Labor understands that climate change threatens populations and economies, and the unions are promoting green jobs. A report by UMass-Amherst’s Political Economy Research Institute, Green Recovery—A Program to Create Good Jobs and Start Building a Low-Carbon Economy, is a heartening piece of research on this subject. The report points out that money put into green jobs is a good investment—that it creates about three times as many well-paying jobs as the same amount of money invested, for example, in the oil industry.

The unions have been quick to pick up on this concept, enthusiastic about the idea that the switch to alternative energy sources will be good for labor, and supportive of green building.
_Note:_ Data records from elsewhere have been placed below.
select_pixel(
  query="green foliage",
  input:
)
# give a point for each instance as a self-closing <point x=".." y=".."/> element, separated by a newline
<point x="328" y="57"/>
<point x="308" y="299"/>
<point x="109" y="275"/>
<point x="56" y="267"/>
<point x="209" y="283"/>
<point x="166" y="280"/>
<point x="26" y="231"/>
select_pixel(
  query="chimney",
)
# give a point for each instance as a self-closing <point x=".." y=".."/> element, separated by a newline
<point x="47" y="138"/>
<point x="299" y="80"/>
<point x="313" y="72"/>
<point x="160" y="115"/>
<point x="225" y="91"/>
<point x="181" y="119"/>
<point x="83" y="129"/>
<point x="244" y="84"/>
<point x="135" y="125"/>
But as yet it’s not clear that they’re ready to admit that building itself needs to be done on a far smaller scale than our society is accustomed to. With a million acres or more of agricultural land disappearing each year because of development, with aquifers being overdrawn and flooding occurring in some places because paving prevents water from soaking into the ground, our assumptions about building and how much of it we can do need to change. The tradition of using housing starts as a leading economic indicator may need to change as well.

And that’s going to be a tough one. Some people in the building trades would rather work on a new house than on rehabbing an old one; they don’t like being stuck with design problems created by someone else a long time ago, and having to worry about lead and asbestos. New building employs large numbers of workers, the less skilled as well as the more specialized.
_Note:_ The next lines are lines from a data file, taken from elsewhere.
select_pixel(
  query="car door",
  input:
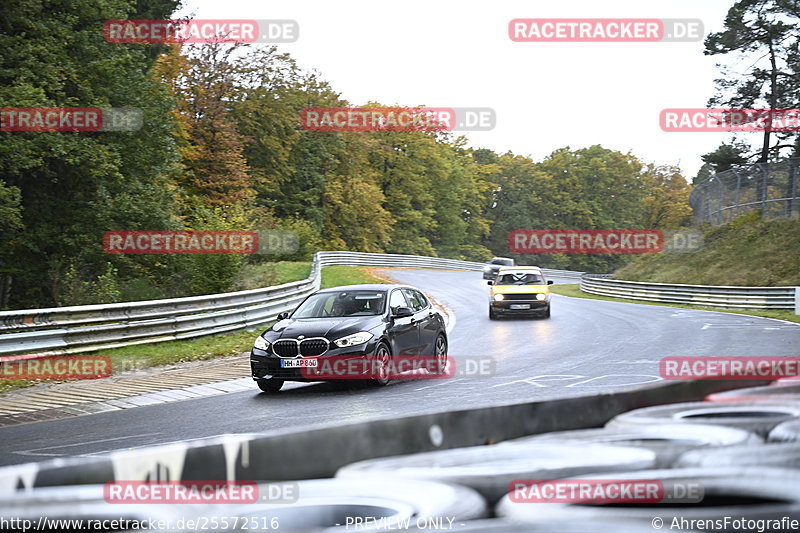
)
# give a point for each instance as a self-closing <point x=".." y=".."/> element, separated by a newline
<point x="403" y="332"/>
<point x="425" y="319"/>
“One disappointment we had as the stimulus bill came down was the lack of work for building construction [as opposed to road and bridge repair] because that really puts the biggest number of our workers to work,” Frank Callahan, spokesman for the Massachusetts Building Trades Council, told the Quincy Patriot Ledger. “There’s no money in there for schools or courthouses or police and fire stations.”

But time is running out on the American fantasy of unlimited open land on which we could build the houses of our dreams, and that has economic implications, primary, secondary, tertiary. Even our disputes over what to do with solid waste, across the country and in the Valley, are driven less by piles of corn flakes boxes and battered sneakers from individual households than by mounting streams of construction and demolition debris, streams that cause the biggest single headache for state officials dealing with solid waste disposal.

Can the building trades unions learn not to go to bat for every project, large or small, that involves building? Can the other unions admit that, as the architect Carl Elefante famously said, “The greenest building is the one that’s already built,” and lead the construction unions to a frank discussion of the issue? Or will the unions’ habit of standing together, right or wrong, keep them from helping the construction unions to a sense of the role they can play in a new environmental paradigm? As the population grows and models for housing and transportation are reinvented, their role will always be a vital one.